Bank Nifty plunges 3%; experts say correction was due

By: | Published: January 7, 2015 12:08 AM

The Bank Nifty registered its worst fall since January 2014 and lost around 3.08%...

The Bank Nifty registered its worst fall since January 2014 and lost around 3.08% on Tuesday. Indian stocks, especially private and public sector banks remained under pressure following the rout in crude prices and concerns that Greece might exit the euro zone.

The Bank Nifty on Tuesday opened at 18,874.60 and touched intra-day low of 18,388.35 and finally ended at 18,430.75 down by 586.65 points or 3.08%. Market participants say that, although the sell-off on Tuesday was triggered by global factors, in the last one year the index has gained nearly 70% and was on course for some correction.

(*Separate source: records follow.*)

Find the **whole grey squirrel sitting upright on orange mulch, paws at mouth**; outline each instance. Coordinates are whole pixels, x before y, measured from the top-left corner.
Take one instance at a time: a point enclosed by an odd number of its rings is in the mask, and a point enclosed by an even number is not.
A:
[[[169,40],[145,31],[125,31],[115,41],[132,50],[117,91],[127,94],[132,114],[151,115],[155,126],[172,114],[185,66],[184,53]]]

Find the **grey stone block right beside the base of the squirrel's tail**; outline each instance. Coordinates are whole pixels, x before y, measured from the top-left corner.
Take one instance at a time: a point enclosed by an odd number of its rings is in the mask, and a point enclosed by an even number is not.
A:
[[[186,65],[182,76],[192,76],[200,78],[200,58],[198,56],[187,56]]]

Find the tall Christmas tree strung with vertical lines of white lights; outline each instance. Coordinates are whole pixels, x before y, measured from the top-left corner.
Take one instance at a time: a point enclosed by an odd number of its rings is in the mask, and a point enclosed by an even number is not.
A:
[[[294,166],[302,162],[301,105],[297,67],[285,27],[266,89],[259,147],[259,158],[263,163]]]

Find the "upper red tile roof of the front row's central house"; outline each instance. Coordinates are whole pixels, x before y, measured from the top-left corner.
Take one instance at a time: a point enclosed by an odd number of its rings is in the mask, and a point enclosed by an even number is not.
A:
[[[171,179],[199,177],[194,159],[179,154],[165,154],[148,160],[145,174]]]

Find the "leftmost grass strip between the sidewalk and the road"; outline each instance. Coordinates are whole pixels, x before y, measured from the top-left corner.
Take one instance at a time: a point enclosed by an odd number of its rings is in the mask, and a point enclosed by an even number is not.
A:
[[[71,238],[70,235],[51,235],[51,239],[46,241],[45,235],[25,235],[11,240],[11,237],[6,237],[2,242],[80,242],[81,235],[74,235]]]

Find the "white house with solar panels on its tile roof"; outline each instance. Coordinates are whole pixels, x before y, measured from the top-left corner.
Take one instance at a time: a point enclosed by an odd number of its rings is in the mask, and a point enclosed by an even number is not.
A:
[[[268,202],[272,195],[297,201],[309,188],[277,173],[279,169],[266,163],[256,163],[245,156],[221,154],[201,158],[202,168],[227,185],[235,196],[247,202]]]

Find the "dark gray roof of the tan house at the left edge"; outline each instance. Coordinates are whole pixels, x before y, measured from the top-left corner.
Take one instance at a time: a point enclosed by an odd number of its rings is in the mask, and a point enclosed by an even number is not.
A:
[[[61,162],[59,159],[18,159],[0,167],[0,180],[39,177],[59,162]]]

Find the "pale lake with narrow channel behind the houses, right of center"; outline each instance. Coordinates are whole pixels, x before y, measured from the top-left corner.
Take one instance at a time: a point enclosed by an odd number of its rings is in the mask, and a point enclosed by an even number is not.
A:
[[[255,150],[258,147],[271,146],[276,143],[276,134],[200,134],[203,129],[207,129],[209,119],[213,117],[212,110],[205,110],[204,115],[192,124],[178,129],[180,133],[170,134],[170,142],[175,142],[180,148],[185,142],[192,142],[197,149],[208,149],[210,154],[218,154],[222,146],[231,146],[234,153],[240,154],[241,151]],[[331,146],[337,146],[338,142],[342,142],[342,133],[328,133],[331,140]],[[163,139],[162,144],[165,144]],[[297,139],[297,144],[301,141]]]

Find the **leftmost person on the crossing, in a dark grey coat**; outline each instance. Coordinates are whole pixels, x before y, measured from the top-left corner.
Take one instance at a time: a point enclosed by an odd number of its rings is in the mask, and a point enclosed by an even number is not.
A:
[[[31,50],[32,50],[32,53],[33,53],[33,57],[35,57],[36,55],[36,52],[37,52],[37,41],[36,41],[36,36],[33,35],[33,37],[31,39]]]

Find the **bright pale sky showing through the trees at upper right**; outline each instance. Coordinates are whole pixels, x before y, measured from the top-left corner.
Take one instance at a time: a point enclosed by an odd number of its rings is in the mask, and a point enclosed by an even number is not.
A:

A fund manager from a leading fund house on condition of anonymity said, “I don’t think there is anything fundamentally wrong with the banking sector. We still believe, with falling current account deficit (CAD) and fiscal deficit, this is the sector to be invested in, for 2015. But valuations of many stocks had turned too expensive and some correction was expected. Investors can use such corrections to enter the quality names.”

All 12 banks in the Bank Nifty ended the day in the red, with the biggest cuts seen in Bank of India (-5.29%), ICICI Bank (-4.59%) and State Bank of India (-4.11%). The CNX PSU Bank index which represents public sector also lost 4.12% and ended the day at 4,104.60, down 176.55 points. Within the PSU banks index, the worst losses were seen in Syndicate Bank (-5.52%), Union Bank of India (-5.45%) and Indian Overseas Bank (-5.44%).

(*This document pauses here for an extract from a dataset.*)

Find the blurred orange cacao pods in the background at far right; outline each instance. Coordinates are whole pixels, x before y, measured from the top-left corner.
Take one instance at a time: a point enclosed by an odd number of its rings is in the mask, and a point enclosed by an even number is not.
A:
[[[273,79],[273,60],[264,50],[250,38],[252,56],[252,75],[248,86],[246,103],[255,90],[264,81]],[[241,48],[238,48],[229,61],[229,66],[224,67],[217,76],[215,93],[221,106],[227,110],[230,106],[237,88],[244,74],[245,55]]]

Gopal Agrawal, CIO at Mirae Asset Mutual Fund says, “What we have seen on Tuesday is a knee-jerk reaction to falling crude prices. We saw across-the-board selling and not only in the banking stocks. I think this is short term volatility as falling crude prices will benefit India.”

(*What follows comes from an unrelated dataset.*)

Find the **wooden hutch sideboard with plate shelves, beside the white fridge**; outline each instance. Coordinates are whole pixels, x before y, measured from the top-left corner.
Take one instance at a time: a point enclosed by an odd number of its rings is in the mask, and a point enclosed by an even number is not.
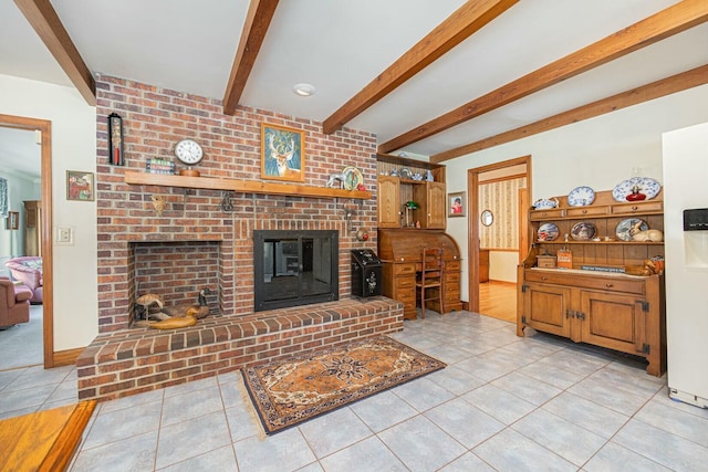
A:
[[[666,371],[666,313],[664,276],[628,275],[590,270],[641,266],[650,258],[664,256],[662,242],[625,241],[616,229],[627,218],[642,219],[652,229],[663,230],[663,202],[617,202],[612,192],[598,192],[586,207],[569,207],[566,197],[556,197],[558,208],[530,210],[534,238],[544,223],[553,223],[559,235],[553,241],[537,240],[518,269],[517,335],[524,328],[568,337],[577,343],[644,357],[647,373]],[[600,241],[565,241],[580,222],[592,223]],[[606,239],[607,238],[607,239]],[[569,249],[572,269],[542,269],[537,255],[556,255]],[[583,266],[585,270],[583,270]]]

Market participants say that, overall the outlook for the banking sector is positive in the medium to long term but there might be some short term volatility due to the global factors. “In 2015 we might see substantive developments for banking sector in India; there might be new banks coming up and government rationalising foreign ownership norms. All these factors will help the sector, especially private banks,” concluded the head of equity at a top brokerage house.